Family Law Changes for Parents – Same but Different?

fairytale endings or new beginnings

The Family Law Act has undergone recent changes that will impact the way parenting matters are to be approached by the Federal Circuit and Family Court of Australia in the coming months.  The key amendments are to remove the presumption of equal shared parental responsibility, to simplify the matters considered in determining the best interests of children, and to further restrict the circumstances in which final parenting Orders can be varied, amongst other changes. 

One of the most discussed changes to the Act is the removal of the presumption of equal shared parental responsibility.  This seems significant on its face as the presumption meant that the Court was required to consider making Orders for children to spend equal or substantial and significant time with each parent in cases where the presumption applied.  On one argument, the removal of the presumption may make it more difficult for a parent to secure an equal time arrangement.  On another, the change to the legislation will have little impact as the best interests of the children remain the paramount consideration. 

Whilst the factors to be considered in determining what is in the best interests of a child have been streamlined, the essence remains the same.  Further, the changes made to the Act do not mean that the Courts cannot, or will not, consider making equal time Orders.

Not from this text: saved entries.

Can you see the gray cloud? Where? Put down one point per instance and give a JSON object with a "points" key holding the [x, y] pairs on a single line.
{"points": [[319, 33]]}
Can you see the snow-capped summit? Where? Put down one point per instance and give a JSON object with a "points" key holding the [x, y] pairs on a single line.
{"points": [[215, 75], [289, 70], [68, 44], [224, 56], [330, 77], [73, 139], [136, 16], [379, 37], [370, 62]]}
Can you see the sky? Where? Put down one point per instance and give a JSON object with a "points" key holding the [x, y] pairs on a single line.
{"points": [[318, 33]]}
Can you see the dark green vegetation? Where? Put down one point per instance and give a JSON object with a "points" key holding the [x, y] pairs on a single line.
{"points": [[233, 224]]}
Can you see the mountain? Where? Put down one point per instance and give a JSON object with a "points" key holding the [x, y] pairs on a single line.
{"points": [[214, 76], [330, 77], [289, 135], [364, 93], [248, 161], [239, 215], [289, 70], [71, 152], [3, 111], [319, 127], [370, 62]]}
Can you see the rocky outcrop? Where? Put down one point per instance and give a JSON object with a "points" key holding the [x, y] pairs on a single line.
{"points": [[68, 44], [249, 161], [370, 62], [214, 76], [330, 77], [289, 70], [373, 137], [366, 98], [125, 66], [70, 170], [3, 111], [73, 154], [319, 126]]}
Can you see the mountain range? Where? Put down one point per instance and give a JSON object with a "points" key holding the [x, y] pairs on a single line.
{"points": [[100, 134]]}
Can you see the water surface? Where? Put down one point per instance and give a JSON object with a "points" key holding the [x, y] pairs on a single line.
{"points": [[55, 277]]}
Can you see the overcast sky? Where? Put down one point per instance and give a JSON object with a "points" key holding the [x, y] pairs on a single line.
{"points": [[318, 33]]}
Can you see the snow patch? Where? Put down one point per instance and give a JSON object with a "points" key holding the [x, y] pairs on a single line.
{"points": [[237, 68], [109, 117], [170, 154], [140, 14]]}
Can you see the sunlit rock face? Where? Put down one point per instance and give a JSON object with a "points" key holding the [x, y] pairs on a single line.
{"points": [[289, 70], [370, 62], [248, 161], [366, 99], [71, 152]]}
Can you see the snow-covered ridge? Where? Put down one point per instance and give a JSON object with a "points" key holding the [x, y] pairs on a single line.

It is also worth remembering that the Family Law Act does not differentiate between mothers and fathers in the context of the language used.  The Act refers only to parents and importantly, the best interests of children.  For those parents, whether mothers or fathers, who have had and continue to have significant positive involvement in providing for the needs of their children and who can establish that the benefit of that arrangement continuing beyond separation is in the best interests of their children, are arguably likely to achieve similar if not the same outcomes regardless of the changes to the Family Law Act.